DOJ Denies Mishandling of Medical Staffing Company Anti-competitive Investigation


The Department of Justice denied allegations that it mishandled an interview of an indicted former health care staffing manager who is accused of colluding with a competitor to suppress wages for Las Vegas school nurses. 

Defendant Ryan Hee, former regional manager of a health care staffing company now known as VDA OC LLC, allegedly made a written agreement with the regional manager of a competing company not to recruit or hire each other’s nurses and to reject wage increase requests from nurses in October 2016. The supposed agreement continued until July 2017 when the company was purchased by Cross Country Healthcare. The Department of Justice began investigating the companies in 2019, during which time Hee consented to a 30-minute interview, admitting to the anti-competitive agreement and allowing the FBI to image his cell phone and work laptop, court documents state. However, Hee claims in a motion to dismiss the case that the statements he made during the interview were illegally obtained. 

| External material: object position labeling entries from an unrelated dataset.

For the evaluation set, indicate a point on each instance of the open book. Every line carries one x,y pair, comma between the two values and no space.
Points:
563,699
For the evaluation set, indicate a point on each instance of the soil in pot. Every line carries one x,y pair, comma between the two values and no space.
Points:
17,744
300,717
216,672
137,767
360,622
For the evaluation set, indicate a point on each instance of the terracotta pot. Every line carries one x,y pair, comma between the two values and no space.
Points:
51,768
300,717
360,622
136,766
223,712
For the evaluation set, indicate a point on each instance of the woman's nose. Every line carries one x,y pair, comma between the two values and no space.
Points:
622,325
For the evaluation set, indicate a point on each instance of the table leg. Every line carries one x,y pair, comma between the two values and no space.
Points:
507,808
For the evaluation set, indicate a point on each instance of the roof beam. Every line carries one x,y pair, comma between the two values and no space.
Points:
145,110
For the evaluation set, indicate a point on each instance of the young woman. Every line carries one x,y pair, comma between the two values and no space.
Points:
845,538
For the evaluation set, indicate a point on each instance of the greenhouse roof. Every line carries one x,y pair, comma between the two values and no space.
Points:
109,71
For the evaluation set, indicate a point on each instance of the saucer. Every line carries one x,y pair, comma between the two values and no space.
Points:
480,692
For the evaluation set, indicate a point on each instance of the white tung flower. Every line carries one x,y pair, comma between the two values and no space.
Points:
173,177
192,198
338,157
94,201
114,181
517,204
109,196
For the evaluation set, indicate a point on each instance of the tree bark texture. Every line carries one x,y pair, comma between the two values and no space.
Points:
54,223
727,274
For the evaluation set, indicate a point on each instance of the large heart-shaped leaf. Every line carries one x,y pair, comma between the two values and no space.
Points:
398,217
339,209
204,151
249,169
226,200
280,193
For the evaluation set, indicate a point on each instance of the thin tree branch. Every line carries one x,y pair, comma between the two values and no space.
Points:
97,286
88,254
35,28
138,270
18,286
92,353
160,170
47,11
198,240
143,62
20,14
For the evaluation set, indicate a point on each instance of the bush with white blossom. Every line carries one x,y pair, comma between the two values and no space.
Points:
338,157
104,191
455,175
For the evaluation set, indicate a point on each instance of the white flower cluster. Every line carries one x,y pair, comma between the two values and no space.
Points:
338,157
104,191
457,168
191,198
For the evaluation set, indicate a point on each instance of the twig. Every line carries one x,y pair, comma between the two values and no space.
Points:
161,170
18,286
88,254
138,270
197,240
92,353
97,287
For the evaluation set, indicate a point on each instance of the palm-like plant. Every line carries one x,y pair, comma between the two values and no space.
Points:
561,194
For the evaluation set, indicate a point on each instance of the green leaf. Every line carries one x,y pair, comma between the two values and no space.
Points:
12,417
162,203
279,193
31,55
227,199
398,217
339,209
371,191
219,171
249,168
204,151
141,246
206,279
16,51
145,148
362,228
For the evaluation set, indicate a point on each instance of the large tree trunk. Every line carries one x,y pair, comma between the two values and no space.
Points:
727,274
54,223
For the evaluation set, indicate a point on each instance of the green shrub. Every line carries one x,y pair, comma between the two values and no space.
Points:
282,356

“The government directed a solo FBI agent to interview Mr. Hee, a represented party, without counsel present and without informing his counsel, and further provided access to three Antitrust Division attorneys by a real-time audio livestream link of Mr. Hee’s interview without informing Mr. Hee that his interview was being broadcasted or that these prosecutors could be surreptitiously listening to his interview. This conduct makes Mr. Hee’s consent involuntary,” the defendants’ representatives state. 

In response, the DOJ stated that Hee was not represented by counsel at the time of the interview, claiming that employees are only represented by corporate counsel if their actions have the authority to legally bind the corporation. 

“The notion that Defendant, a sales manager at a regional office of a CCH subsidiary, had the authority to bind the parent company with respect to a grand jury subpoena served a day earlier by, for example, agreeing to waive privilege over certain documents, is absurd,” the plaintiffs stated. 

Previously, in a March 2021 press release, CCH refuted all claims that it was involved in the investigation. 

Even if Hee was represented by counsel at the time of his interview, the DOJ stated that its contact with him didn’t violate Rule 4.2 of the American Bar Association’s Model Rules of Professional Conduct because of the law enforcement exception. In addition, it claims the livestreaming of the interview didn’t violate the prosecutors’ obligations under Rule 8.4 to refrain from misrepresentations. 

“Neither the attorneys nor the agent made any misrepresentations, and the Ninth Circuit has made clear that prosecutors may supervise agents and witnesses in investigative activities involving surreptitious recordings of targets, and other acts of subterfuge,” the plaintiffs stated.

Trial is currently set for February 28, 2022.